Otakar Jaroš (/cs/; 1 August 1912 – 8 March 1943) was a Czech officer in the Czechoslovak forces in the Soviet Union. He was killed in the Battle of Sokolovo and became the first member of a foreign army decorated with the highest Soviet decoration, Hero of the Soviet Union.

==Early life==
Otakar Jaroš was born in Louny, Bohemia (Austria-Hungary, today the Czech Republic) into the family of a Czech railway engineer. When he was nine months old, his father was transferred to Mělník and the family followed him. Jaroš spent his childhood in Mělník and joined the Sokol and Scout organisations. These two organisations formed his physical skills and later fighting spirit.

==Military career==
Following Czech independence in 1918, Jaroš studied in grammar school, but he left and attended high school in electrotechnics. After graduation, he was drafted and served his basic military service in the 3rd Signals Brigade in Trnava. He attended the non-commissioned officers school for a year and finished as a corporal. Jaroš went on to attend the school for reserve officers in Turnov. Following the advice of his uncle, Colonel František Konopásek, Jaroš entered the military academy in Hranice. On 29 August 1937 he was appointed to the rank of sub-lieutenant. He served as the commander of a signals platoon in Prešov for a year.

==Life in the Protectorate==
After the 1938 Munich Agreement, Czechoslovakia was disunited. Jaroš returned to Mělník where the municipal office asked him to be the chief of police, which he refused. Instead, he worked for the post office in Náchod.

Germans are here, I would have to work against them and that would not end well.
— 20px, 20px, Otakar Jaroš when refusing job of police chief.

==World War II==
Jaroš did not accept the German occupation of Czechoslovakia, and in the summer of 1939 he escaped to Poland where he joined the Czechoslovak Legion in Kraków under the command of Lieutenant Colonel Ludvík Svoboda. When Poland was defeated by the Nazis and its eastern parts were occupied by the Soviet Union, the legion fell into Soviet captivity on 17 September.

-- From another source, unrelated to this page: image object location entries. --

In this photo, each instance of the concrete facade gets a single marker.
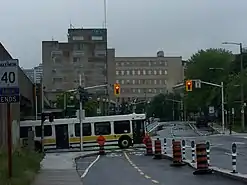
(84, 54)
(145, 77)
(25, 107)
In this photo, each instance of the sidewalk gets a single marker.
(59, 169)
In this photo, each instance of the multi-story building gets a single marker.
(35, 74)
(145, 77)
(85, 55)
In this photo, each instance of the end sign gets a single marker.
(9, 86)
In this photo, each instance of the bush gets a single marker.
(25, 165)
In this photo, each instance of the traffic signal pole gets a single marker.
(222, 101)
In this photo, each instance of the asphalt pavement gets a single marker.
(220, 150)
(132, 167)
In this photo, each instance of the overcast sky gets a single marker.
(135, 27)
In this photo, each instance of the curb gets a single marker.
(218, 171)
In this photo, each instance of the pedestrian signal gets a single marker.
(188, 85)
(116, 89)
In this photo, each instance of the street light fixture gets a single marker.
(241, 80)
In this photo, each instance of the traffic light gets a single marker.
(188, 85)
(51, 117)
(116, 89)
(43, 118)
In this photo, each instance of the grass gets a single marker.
(25, 166)
(238, 128)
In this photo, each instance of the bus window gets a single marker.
(47, 131)
(24, 131)
(102, 128)
(86, 129)
(121, 127)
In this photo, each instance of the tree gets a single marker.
(211, 65)
(164, 107)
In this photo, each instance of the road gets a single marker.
(220, 153)
(127, 168)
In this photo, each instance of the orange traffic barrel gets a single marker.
(101, 142)
(201, 160)
(157, 149)
(149, 147)
(177, 154)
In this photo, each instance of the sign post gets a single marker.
(9, 93)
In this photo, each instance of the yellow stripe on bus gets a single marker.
(88, 138)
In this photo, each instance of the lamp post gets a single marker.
(241, 81)
(98, 107)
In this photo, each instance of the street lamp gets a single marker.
(241, 80)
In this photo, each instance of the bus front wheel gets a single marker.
(124, 142)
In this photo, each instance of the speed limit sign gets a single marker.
(9, 73)
(9, 86)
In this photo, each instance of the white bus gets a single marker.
(119, 130)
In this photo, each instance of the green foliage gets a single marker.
(66, 98)
(25, 165)
(91, 108)
(211, 65)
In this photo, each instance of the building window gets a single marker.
(24, 131)
(102, 128)
(78, 38)
(86, 129)
(121, 127)
(47, 131)
(97, 38)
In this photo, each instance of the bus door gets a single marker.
(62, 136)
(138, 131)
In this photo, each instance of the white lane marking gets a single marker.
(239, 143)
(228, 153)
(87, 169)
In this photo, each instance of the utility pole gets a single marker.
(241, 81)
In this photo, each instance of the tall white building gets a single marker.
(35, 74)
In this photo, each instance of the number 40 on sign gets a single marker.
(9, 87)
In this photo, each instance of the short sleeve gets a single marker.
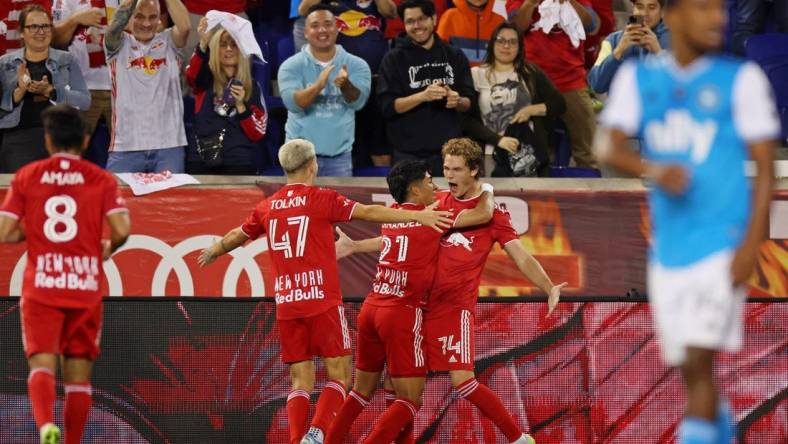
(340, 208)
(113, 202)
(14, 203)
(253, 225)
(623, 110)
(503, 231)
(754, 111)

In the Soviet internment, Jaroš led the signals platoon and also the officer's school. In January 1940 he began serving as the radio operator of the Czechoslovak military mission in Moscow.
After the German assault on the Soviet Union, the situation changed radically. With the rank of lieutenant since October 1941, Jaroš, together with other Czech officers, became a constituent member of the First Czechoslovak Independent Field Battalion in Buzuluk in 1942. He was made First Lieutenant and was in command of 1st Company (7 February 1942).

==Death==
During a German counteroffensive in February 1943, the Czechoslovak battalion was ordered to defend the frozen river in the vicinity of Kharkov. Jaroš's strengthened 1st Company took position in front of the river in the village of Sokolovo; the rest of the battalion and supporting Soviet units stayed behind the river. On the afternoon of 8 March, German armored troops with at least 14 tanks launched two attacks on Sokolovo. In the ensuing battle, 1st Company was almost annihilated, and Jaroš was killed. Fighters of his company destroyed about 19 tanks and 6 APCs. They were ordered to remain until reinforcements could arrive, but the supporting tanks could not cross the thawing river (the battalion's commander had neglected to take into account the terrain). It wasn't until late that night that the remnants of 1st Company were ordered to retreat. Any further defense of Sokolovo had lost any value, as the unfrozen river no longer provided an avenue for the Germans to advance.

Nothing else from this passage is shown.